Ad and ed before a vowel

Isapaola

Senior Member
Italian Italy
Split from here.

Sorry to intrude, but I don't agree with the frequent use of connecting forms ad and ed or even od before a vowel. Current recommendations from publishers say that we can use them only between the same vowels
(ad Ancona, ed ecco) but NEVER ed io, or od anche. The only exception seems to be ad esempio.
I will be glad to know if any of you know more about that: I quite often find it difficult to decide which is right. This is a good opportunity for me to learn more. Thanks for your help, as usual.
 
  • Raphillon

    Senior Member
    Italy
    Isapaola said:
    Sorry to intrude, but I don't agree with the frequent use of connecting forms ad and ed or even od before a vowel. Current recommendations from publishers say that we can use them only between the same vowels
    (ad Ancona, ed ecco) but NEVER ed io, or od anche. The only exception seems to be ad esempio.
    I will be glad to know if any of you know more about that: I quite often find it difficult to decide which is right.
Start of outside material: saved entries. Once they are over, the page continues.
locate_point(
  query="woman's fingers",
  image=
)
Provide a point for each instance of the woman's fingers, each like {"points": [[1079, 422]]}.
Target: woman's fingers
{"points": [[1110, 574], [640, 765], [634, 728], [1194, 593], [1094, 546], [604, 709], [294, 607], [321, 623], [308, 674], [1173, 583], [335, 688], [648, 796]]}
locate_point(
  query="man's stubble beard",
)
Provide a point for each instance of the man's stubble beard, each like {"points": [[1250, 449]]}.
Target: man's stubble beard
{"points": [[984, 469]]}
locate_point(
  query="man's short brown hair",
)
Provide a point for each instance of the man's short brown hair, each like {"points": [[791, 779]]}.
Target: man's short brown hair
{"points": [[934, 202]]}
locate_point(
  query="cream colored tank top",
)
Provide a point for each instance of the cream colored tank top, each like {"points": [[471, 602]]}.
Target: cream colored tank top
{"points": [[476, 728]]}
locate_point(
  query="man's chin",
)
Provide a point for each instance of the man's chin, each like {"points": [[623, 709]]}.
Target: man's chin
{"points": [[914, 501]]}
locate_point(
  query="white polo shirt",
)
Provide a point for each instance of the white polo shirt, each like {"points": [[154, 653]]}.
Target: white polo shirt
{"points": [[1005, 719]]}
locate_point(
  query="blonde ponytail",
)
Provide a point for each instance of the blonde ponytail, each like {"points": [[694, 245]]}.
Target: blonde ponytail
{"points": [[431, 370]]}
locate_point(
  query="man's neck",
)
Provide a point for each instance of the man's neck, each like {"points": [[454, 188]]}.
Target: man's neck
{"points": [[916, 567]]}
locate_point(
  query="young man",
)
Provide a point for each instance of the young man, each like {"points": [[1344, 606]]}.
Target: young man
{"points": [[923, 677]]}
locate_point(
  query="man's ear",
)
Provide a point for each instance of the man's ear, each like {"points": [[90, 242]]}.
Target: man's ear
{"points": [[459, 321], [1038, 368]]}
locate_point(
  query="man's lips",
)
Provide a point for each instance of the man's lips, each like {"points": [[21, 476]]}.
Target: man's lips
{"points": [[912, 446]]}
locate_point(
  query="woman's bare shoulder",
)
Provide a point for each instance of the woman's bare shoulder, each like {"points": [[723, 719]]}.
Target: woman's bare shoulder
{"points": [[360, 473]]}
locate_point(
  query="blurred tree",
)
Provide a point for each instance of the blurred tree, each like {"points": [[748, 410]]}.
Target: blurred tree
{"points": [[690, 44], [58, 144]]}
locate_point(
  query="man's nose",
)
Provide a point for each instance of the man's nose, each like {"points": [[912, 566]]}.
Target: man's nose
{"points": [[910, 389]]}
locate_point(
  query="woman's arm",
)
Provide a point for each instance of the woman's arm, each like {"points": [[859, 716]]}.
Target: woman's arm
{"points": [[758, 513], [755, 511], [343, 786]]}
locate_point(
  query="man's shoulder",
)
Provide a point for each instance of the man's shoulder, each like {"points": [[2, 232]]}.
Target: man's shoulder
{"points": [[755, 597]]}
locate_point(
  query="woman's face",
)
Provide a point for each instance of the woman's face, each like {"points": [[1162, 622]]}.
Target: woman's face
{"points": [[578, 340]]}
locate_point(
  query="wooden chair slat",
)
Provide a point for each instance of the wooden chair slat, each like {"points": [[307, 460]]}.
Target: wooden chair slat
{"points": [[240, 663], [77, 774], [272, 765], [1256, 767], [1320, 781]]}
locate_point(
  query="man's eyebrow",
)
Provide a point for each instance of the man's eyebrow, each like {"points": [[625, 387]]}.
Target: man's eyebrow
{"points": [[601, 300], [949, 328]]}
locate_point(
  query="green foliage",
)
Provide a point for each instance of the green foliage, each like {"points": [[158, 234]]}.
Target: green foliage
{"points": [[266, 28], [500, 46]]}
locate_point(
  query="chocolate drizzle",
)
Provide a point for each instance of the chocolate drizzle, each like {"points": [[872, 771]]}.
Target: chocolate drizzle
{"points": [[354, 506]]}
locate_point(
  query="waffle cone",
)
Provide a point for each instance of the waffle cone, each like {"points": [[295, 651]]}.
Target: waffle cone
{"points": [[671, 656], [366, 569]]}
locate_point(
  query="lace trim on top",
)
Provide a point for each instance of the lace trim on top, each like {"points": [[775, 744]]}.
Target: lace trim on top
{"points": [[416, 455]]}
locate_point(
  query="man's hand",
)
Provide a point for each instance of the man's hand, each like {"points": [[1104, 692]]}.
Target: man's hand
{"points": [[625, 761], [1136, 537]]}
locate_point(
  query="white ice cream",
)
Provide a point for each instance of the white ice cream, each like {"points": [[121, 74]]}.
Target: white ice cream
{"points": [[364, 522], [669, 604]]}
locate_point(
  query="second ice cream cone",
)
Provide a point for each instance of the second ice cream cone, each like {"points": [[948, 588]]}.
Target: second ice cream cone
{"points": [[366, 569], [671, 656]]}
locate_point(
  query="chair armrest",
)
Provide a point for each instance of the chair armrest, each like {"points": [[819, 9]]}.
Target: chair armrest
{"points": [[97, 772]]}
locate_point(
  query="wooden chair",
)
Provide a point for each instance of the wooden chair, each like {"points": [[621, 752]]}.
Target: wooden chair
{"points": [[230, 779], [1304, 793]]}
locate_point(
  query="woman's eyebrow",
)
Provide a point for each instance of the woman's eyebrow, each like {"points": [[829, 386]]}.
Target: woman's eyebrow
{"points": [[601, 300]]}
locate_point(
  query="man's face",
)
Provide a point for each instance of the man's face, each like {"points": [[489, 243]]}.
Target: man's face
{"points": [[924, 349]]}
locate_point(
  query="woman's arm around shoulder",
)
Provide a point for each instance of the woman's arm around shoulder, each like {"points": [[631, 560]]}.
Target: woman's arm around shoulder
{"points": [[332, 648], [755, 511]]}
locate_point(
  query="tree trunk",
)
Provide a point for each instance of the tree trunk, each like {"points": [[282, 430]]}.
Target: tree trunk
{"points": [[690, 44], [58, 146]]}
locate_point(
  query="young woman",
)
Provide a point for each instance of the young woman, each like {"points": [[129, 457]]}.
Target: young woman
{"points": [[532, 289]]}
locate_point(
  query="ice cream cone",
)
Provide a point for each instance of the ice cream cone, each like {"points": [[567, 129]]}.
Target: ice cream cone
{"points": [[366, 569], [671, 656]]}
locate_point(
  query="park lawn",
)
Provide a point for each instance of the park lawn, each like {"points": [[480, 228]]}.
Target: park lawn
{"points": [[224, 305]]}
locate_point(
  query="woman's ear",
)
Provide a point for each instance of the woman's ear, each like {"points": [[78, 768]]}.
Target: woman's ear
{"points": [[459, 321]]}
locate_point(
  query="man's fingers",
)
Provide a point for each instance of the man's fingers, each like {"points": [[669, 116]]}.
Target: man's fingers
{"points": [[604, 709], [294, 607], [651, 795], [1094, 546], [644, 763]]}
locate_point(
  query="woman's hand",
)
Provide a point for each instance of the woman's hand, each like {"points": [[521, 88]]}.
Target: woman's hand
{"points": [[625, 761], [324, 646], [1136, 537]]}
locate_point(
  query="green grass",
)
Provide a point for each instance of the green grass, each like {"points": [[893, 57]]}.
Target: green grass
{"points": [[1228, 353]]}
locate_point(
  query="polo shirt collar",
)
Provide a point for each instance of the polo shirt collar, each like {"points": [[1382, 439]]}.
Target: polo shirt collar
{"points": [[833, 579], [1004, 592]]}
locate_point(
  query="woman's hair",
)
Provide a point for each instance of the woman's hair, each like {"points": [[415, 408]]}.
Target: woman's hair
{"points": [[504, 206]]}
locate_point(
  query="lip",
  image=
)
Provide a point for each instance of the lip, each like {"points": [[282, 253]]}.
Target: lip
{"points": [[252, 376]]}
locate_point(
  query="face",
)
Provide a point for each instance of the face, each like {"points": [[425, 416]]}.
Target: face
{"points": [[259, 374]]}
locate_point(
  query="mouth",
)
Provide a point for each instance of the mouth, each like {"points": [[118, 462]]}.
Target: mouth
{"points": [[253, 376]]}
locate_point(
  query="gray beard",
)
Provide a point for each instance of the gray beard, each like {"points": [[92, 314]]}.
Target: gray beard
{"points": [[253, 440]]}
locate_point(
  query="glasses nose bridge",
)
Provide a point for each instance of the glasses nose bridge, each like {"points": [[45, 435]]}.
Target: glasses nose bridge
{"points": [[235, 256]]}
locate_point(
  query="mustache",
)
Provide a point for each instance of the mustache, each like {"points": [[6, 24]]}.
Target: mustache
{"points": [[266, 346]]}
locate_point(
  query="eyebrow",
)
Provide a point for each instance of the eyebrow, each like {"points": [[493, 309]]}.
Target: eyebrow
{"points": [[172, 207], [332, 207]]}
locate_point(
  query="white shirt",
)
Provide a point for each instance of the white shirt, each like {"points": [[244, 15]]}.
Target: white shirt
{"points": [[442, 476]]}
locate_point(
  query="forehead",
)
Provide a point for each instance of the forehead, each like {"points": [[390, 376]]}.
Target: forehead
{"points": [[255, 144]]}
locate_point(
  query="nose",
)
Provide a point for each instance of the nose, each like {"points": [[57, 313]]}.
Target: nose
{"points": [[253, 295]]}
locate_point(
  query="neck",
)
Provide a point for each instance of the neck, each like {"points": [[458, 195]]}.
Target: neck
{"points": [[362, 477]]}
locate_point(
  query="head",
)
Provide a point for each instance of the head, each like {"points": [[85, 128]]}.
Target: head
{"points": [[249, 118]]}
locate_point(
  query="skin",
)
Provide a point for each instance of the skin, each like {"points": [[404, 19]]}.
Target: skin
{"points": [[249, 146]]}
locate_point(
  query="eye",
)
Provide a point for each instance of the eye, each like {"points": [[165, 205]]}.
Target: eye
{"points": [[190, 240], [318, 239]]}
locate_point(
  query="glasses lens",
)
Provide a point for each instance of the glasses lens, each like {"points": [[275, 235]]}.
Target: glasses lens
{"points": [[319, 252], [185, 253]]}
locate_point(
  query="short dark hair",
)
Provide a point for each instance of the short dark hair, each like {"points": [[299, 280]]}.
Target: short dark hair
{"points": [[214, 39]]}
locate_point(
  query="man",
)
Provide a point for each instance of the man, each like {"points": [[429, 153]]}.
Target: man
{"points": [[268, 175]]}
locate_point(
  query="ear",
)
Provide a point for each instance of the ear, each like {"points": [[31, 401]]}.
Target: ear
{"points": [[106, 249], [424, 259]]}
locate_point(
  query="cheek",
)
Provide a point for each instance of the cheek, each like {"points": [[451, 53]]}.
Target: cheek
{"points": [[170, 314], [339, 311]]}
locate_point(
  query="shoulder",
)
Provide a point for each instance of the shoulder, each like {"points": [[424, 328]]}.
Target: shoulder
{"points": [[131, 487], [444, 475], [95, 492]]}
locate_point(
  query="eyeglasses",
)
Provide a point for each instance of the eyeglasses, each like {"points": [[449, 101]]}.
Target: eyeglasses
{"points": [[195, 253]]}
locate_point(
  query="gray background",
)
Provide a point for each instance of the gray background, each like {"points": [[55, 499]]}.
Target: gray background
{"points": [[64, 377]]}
This is a good opportunity for me to learn more. Thanks for your help, as usual.
    To despite of what pubblishers may say I think often both forms are acceptable. But there is always the rhytm of what you write... :)
     

    Aloha

    Senior Member
    Spanish (BCN)
    I often find a "-d" attached to a preposition or conjunction when they are beside a noun starting by a vowel.

    Eg.:

    -Stavamo andando ad Ancona ed invece siamo rimasti a casa.

    What about the "o"? Does it also requires a "-d"?

    -Scegli questi o-d altri?

    Or shall I say "oppure"?

    Thanks in advance.
     

    saia

    Senior Member
    Italian - Italy
    E' quella "d" che si mette tra due vocali per migliorare il suono (eufonica viene dal greco e significa "dal bel suono"). Si usa solo tra due vocali uguali, esempio: ad Atene, Carlo ed Enrico eccetera.